My site is getting larger and it's starting to attract a lot of spam through various channels. The site has a lot of different types of UGC (profiles, forums, blog comments, status updates, private messages, etc, etc). I have various mitigation efforts underway, which I hope to deploy in a blitzkrieg fashion to convince the spammers that we're not a worthwhile target. I have high confidence in what I'm doing functionality wise, but one missing piece is killing all the old spam all at once.
Here's what I have:
- Large good/bad corpora (5-figure bad, 6 or 7-figure good).

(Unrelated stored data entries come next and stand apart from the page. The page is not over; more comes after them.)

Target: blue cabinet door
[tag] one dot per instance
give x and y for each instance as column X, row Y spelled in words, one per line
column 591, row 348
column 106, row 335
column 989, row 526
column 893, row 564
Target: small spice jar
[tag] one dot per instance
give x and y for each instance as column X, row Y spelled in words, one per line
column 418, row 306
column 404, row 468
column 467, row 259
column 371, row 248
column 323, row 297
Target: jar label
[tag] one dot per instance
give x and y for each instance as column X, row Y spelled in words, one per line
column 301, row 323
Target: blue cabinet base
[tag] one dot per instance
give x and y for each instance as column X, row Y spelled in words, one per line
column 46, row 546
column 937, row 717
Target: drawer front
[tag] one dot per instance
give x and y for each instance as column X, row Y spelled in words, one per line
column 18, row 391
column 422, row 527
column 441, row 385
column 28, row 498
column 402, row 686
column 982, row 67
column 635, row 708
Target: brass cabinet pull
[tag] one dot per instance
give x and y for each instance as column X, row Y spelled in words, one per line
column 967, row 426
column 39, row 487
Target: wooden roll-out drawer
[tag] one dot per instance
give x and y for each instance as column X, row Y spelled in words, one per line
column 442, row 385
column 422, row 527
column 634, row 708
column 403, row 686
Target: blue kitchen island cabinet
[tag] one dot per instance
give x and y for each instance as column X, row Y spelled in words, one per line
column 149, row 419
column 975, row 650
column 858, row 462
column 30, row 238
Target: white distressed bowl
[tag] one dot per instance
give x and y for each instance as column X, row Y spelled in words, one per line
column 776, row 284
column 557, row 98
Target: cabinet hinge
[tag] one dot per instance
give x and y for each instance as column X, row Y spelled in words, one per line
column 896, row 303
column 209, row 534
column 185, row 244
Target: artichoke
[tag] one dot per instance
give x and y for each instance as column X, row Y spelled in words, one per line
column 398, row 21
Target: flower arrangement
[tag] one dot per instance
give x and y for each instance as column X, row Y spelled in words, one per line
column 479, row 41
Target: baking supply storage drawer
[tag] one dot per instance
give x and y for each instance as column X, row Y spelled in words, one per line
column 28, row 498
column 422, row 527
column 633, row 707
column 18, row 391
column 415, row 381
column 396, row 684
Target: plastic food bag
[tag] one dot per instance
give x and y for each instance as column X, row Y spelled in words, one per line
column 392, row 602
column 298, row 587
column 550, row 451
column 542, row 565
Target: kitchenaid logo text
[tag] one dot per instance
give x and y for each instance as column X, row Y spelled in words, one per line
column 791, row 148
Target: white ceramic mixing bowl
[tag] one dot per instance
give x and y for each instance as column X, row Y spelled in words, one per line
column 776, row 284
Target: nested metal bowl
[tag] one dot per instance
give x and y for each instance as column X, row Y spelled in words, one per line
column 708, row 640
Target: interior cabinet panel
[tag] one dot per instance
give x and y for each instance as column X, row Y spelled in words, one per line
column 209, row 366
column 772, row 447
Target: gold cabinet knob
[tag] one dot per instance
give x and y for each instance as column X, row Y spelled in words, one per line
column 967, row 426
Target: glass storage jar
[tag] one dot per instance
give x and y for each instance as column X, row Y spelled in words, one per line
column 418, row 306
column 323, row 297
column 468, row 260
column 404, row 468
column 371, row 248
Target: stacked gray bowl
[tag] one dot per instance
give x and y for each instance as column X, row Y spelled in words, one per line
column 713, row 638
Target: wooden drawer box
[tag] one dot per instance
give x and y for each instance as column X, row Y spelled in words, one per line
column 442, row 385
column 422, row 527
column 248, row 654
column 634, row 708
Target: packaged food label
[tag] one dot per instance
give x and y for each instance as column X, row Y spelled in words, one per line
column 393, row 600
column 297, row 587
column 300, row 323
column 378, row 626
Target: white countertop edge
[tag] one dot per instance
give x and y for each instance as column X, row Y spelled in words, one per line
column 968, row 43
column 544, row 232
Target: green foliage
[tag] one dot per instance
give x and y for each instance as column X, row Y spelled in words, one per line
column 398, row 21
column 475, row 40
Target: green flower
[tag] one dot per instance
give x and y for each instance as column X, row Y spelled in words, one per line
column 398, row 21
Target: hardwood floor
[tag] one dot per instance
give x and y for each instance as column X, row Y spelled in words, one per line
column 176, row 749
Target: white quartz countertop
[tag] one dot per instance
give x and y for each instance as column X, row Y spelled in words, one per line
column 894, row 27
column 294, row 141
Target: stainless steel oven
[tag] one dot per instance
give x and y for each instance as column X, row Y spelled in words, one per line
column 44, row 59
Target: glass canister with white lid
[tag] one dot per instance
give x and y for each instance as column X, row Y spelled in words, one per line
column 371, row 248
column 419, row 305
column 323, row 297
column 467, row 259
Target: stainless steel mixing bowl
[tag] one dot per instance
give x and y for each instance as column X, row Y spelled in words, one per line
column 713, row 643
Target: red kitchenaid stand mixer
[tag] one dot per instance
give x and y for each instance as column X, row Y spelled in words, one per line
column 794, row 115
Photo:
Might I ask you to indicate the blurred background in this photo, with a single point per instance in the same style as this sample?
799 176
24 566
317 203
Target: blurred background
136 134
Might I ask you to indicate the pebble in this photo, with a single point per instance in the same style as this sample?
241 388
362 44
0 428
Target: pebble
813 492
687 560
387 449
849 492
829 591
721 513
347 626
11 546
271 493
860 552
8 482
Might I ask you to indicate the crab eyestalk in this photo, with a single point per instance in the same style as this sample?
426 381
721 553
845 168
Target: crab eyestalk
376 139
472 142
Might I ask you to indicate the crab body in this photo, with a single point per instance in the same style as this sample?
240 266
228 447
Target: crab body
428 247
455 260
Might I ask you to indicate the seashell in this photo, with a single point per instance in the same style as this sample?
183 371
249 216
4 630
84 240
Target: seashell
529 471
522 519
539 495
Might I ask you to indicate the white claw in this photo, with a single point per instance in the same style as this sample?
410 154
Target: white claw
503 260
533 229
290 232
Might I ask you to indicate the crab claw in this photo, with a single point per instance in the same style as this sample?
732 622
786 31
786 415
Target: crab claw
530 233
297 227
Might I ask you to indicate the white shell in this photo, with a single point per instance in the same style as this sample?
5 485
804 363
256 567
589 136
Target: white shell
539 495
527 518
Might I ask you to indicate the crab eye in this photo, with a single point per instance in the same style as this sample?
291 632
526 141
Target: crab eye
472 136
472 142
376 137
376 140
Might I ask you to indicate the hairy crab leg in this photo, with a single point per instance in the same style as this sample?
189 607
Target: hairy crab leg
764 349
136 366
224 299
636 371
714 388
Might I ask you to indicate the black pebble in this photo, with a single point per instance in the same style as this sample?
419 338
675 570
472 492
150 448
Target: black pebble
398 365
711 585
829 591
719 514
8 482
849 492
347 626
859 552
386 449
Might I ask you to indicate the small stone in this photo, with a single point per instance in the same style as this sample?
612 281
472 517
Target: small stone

A lot of the spam has very reliable fingerprints, and the fact that I've sort of been ignoring it for 6 months helps :)
- Large, modular Rails site deployed to AWS. It's not a huge traffic site, but we're running 8 instances with the beginnings of a SOA.
- Ruby, Redis, Resque, MySQL, Varnish, Nginx, Unicorn, Chef, all on Gentoo
My requirements:
- I want it to perform reasonably well given the volume of data (therefore I'm wary of a pure ruby solution).
- I should be able to train multiple classifications to different types of content (419-scam vs botnet link spam)
- I would like to be able to add manual factors based on our own detective work (pattern matching, IP reuse, etc)
- Ultimately I want to construct a nice interface to be used with Ruby. If this requires getting my hands dirty in C or whatever, I can handle it, but I'll avoid it if I can.
I realize this is a long and vague question, but what I'm looking for primarily is just a list of good packages, and secondarily any random thoughts from someone who has built a similiar system about ways to approach it.